Je ne crois pas à l’existence du mal comme entité, mais je n’en ai pas besoin. Lionel parle souvent de la suspension de la crédulité nécessaire pour entrer dans une histoire, qu’elle soit filmée ou racontée. C’est un processus qui d’après moi fonctionne très bien dans L’exorciste. La fameuse « spider walk » ajoutée à la seconde version du film est sans doute l’image la plus terrifiante que j’aie jamais vue, et c’est en partie parce qu’avant de voir Regan arriver, on l’entend. D’une manière générale, la première partie du film, soit celle qui précède le début de l’exorcisme, me semble la meilleure, parce qu’elle suggère plus souvent qu’elle ne montre. En tout cas, chaque image destinée à choquer est soigneusement amenée, par des bruits notamment, ou de petites anomalies qui, mises bout à bout, finissent par vraiment vous porter sur les nerfs et provoquent un effet d’attente angoissée, qui se mue facilement en terreur quand la tension monte encore d’un cran.

Mathias me faisait remarquer que la peur dans L’exorciste est provoquée par un mécanisme exactement inverse à celui d’Alien : dans Alien, on craint une créature que la plupart du temps, on ne voit pas. On sait qu’elle est quelque part, mais on ne sait pas où, et on prie pour ne jamais le savoir car cela signifierait qu’elle serait tout près. Dans L’exorciste, on est terrifié parce que la chose est là, bien présente, dans notre propre maison, et qu’on est obligé de l’affronter.

Le principe de L’exorciste est très simple : la peur réside dans l’inversion. C’est parce que Regan est supposée être une petite fille, enjouée et légère comme le sont les enfants, qu’elle devient terrifiante quand elle se met à dire et faire ces choses. Cela provoque un malaise, pire évidemment que si les obscénités en questions étaient venues, disons, d’un homme mûr avec une tête de pervers.

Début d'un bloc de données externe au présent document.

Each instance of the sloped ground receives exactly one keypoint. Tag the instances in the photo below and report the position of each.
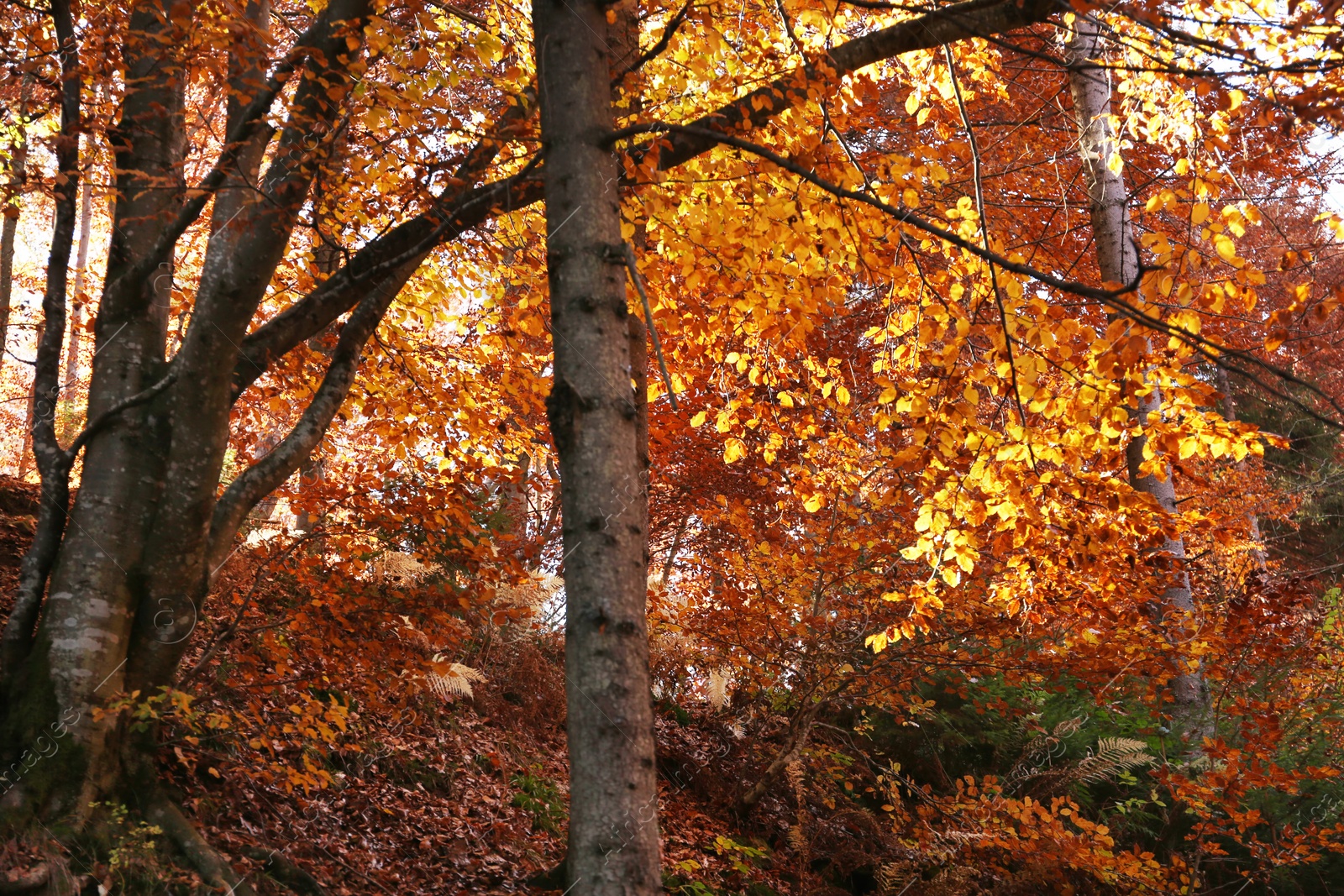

Ainsi, le processus à l’œuvre est d’abord un processus d’altération, l’introduction d’une anormalité. Et comme dans Alien, c’est ensuite la confrontation avec une chose qui nous est tout à fait étrangère. Altérité et altération sont donc les deux moteurs du film, et je crois que ces mécanismes devraient être à la base de tout film d’horreur. Comme je le disais en introduction, ce qui m’intéresse, c’est le décalage de perspectives. Un bon film d’horreur regarde la réalité en faisant un pas de côté.